異動先で扱うのは、中小企業をターゲットとした月額制のサービス。これを後輩と一緒に販売・展開していく仕事でした。時はリーマンショック真っ只中。月額サービスの会員数がものすごい勢いで減少していく中で、それを食い止め、反転向上させることがメインミッションです。

これまで年間数億円の案件を動かしてきた僕は、それなりの自負がありました。金額の大小ではないと頭では分かっていても、数万円のサービスを販売することに対して、プライドが高かったのでしょう、それはそれはとても複雑な気持ちでした。

これまでは、前々職も含めて「1社1社に最適なサービスを」と心掛けてきた僕のスタイル。しかし、新しい部署で求められたのは、とにかく「数、数、数」。今までの仕事の仕方を根底から変えなければなりませんでした。新規テレアポ、飛び込み営業、ご紹介のお願い営業、セミナーの開催など、新規獲得のために考えられるすべてを行いました。 (あ、そのサービスを非難したり、数を追う営業スタイルを否定しているわけではありません。特に飛び込み営業などは、その後の僕のメンタルをとても強くしてくれたと感謝しています。)

後輩と同行しながら自分の数字も何とかし、研修講師の仕事もしながら、わちゃわちゃと必死に仕事を続けて2年くらい。ようやく社数が右肩上がりになり、少なくとも僕が異動してきた時の水準に戻ってきたときでした。
「もう、やり切った」という思いが腹に落ち、私は退職・独立という道に進むことを決めます。 (独立についてはもっと色々な要因を考えていたので、決してこれだけが契機ではありません。)

当時僕の上司は、年下で管理部門から異動してきたXさんでした。本来なら社内の異動は重大な関心事のはずですが、当時の私は色々な感情が渦巻いていて、全く頭に入っていなかったのでしょう。辞めることを伝えるその時になって初めて、自分の上司がXさんであることをちゃんと認識したほどでした。

Xさんに「辞める」と伝えた後、「ちゃんと話をしよう」と二人で飲みに行くことになりました。 僕の方が年上だし、Xさんも気を遣ってくれているのは分かっていたので、大人の対応できれいに話を着地させよう、と思って席につきました。

しかし、不思議な夜でした。
Xさんはどこか底知れない魅力のある方で、話を重ねるうちに、まるで引き込まれるように、気づけば自分でも驚くほど何でも話してしまっている自分がいたのです。 異動させられた時の悔しさ、ここ数年ずっと耐えてきたこと、泥をすするような複雑な思い……。それらを赤裸々に吐き出す僕の話を、Xさんはただただ、静かに聞いて、うなずいてくれました。 そして最後に、ありがたい評価と温かいねぎらいの言葉をくれたのです。

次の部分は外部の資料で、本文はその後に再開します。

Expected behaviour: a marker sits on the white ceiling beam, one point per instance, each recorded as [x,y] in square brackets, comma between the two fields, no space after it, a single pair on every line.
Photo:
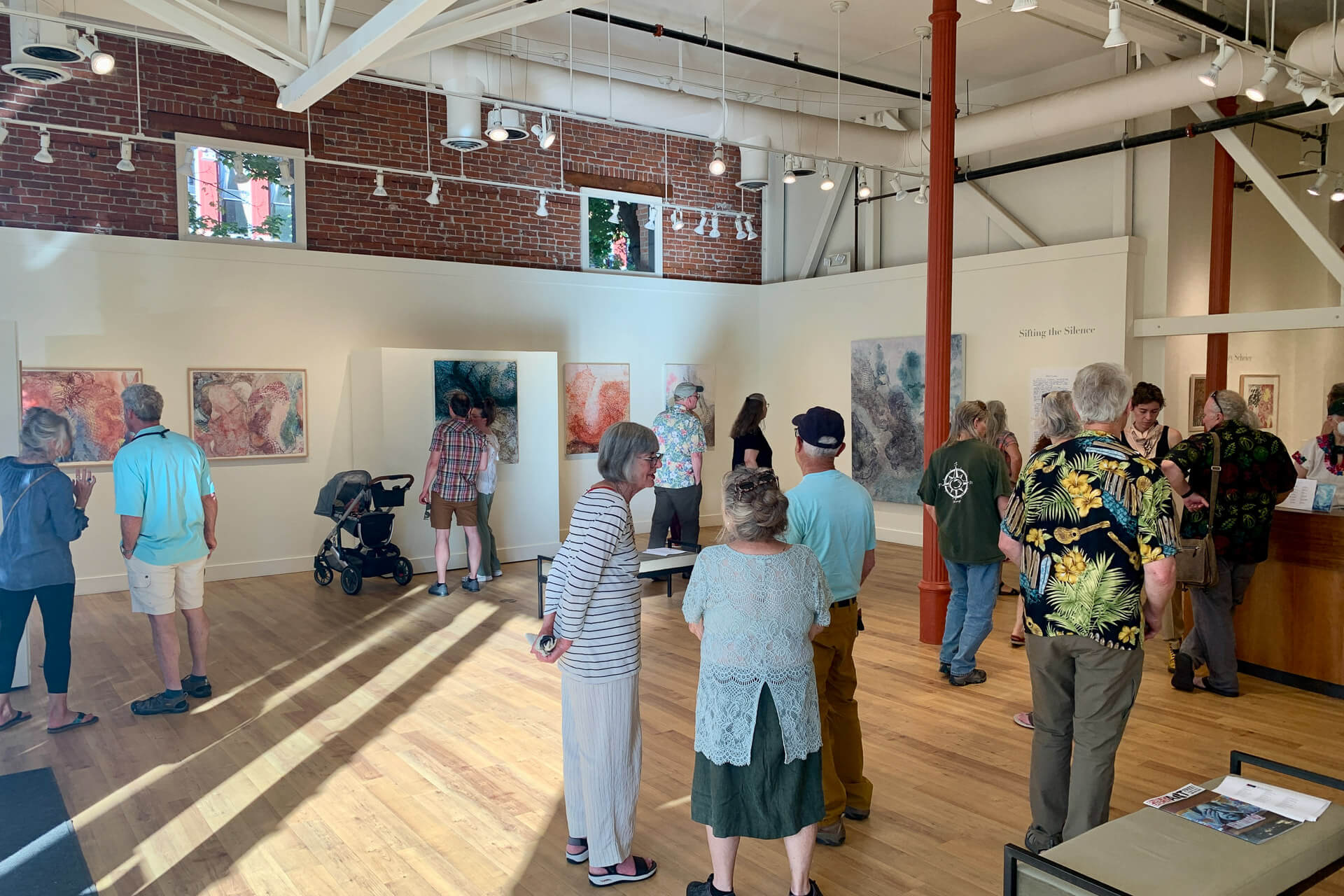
[360,50]
[188,22]
[458,33]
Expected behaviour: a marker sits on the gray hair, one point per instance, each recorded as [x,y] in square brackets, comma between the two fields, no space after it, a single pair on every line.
[1233,406]
[1101,393]
[1058,418]
[144,402]
[620,449]
[45,429]
[755,508]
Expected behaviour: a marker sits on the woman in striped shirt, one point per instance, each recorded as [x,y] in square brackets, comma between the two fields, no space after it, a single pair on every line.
[593,612]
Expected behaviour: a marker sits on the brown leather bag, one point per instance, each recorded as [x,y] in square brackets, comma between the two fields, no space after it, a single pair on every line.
[1196,562]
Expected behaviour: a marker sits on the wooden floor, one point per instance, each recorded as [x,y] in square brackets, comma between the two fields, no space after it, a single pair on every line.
[396,743]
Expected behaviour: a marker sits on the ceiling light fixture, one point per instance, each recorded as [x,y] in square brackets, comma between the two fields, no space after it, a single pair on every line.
[45,150]
[1225,55]
[125,164]
[1116,38]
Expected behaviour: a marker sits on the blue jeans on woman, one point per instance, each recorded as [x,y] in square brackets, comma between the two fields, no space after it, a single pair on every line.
[971,613]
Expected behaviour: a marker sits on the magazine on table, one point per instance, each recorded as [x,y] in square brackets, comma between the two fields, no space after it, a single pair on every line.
[1225,814]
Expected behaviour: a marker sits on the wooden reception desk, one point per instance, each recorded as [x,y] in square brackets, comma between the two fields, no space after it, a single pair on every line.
[1291,628]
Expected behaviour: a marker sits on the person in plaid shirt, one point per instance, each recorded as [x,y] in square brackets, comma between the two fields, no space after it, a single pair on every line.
[456,457]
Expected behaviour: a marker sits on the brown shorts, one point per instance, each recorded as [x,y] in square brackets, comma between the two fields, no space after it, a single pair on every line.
[441,512]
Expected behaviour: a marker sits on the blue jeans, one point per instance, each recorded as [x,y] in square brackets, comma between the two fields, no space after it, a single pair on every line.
[971,613]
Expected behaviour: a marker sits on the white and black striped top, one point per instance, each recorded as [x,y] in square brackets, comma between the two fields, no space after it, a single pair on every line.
[593,592]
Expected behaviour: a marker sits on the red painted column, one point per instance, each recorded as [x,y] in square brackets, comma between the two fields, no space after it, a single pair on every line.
[1221,254]
[933,582]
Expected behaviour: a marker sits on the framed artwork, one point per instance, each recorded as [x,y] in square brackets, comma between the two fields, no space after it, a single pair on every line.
[701,375]
[1198,396]
[1261,394]
[483,379]
[249,413]
[89,398]
[596,397]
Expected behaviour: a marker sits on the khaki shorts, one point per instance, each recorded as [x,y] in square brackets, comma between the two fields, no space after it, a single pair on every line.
[160,590]
[441,512]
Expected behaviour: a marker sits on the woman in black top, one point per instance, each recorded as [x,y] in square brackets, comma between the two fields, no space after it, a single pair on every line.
[749,444]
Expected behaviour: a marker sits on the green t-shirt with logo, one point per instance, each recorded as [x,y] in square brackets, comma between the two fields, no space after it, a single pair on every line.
[964,482]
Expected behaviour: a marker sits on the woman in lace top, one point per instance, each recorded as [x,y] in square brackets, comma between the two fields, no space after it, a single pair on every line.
[756,603]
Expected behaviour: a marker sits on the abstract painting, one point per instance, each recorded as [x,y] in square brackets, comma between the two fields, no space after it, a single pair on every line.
[1261,394]
[249,413]
[596,397]
[701,375]
[480,381]
[886,415]
[90,399]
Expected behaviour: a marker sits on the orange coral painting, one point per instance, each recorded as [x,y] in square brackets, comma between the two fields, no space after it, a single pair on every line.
[90,399]
[596,397]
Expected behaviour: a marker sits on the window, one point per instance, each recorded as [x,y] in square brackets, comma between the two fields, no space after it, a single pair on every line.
[238,191]
[616,232]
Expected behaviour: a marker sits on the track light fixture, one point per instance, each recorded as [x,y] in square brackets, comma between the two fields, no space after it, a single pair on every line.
[718,164]
[45,150]
[1116,38]
[1225,55]
[125,164]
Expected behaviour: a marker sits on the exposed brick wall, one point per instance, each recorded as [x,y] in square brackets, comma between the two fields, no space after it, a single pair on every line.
[363,122]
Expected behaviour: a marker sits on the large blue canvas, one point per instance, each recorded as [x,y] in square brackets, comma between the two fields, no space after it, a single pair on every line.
[886,415]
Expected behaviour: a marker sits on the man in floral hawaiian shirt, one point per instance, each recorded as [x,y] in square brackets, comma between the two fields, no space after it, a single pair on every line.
[1091,527]
[676,485]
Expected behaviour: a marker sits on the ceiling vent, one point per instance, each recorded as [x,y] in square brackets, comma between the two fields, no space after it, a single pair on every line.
[464,115]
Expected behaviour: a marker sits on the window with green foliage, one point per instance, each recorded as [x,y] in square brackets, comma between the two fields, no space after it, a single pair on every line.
[241,192]
[617,232]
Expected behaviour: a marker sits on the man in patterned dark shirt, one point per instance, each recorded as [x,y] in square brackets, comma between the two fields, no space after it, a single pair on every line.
[1257,473]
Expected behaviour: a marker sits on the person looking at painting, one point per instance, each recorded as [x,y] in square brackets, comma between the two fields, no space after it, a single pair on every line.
[676,488]
[167,503]
[457,457]
[43,514]
[749,444]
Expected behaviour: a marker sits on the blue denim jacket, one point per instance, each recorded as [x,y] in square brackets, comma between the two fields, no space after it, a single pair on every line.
[35,543]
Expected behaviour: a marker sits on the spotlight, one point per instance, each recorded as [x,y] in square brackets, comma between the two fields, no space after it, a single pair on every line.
[1225,55]
[718,166]
[45,152]
[545,136]
[125,164]
[1259,92]
[1116,38]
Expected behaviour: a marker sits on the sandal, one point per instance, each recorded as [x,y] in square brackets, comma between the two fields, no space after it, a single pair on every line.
[81,720]
[609,876]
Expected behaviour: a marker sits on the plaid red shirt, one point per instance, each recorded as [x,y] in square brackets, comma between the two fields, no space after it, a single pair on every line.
[461,448]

今振り返れば、あの数年間、僕は誰にも自分の苦しみや弱み、葛藤を打ち明けられずにいました。鎧をまとい、虚勢を張って、張り詰めた糸のような心のまま過ごす毎日でした。ただそれを静かに聞いてもらえるだけで、心がどれほど軽くなったか。尖っていた怒りの感情も、あの夜、お酒と一緒にスーッと消えていきました。
僕にとっては、暗闇から救い出されたような瞬間でした。


少し前、風の噂でXさんがご結婚されたと聞きました。 きっと、色々なことがおありだったことと思います。外野にはわからないご苦労も、多々あったことでしょう。本当は直接お会いしてお祝い申し上げたかったのですが、それも叶わないので、この場を借りてあの時の感謝と共に。

Xさん、あの時は本当に、本当にありがとうございました。 年上の、しかも扱いにくかったはずの僕に対して、あそこまで真っ直ぐに向き合ってくれたこと。口には出せなかったけれど、実は、言葉にできないほど感謝しているんです。

ご結婚、本当におめでとうございます。 お二人のこれからの日々に、溢れるほどの幸せがありますように。
そして、ビジネスの海を渡っていくXさんのこれからの歩みを、陰ながら全力で応援しています。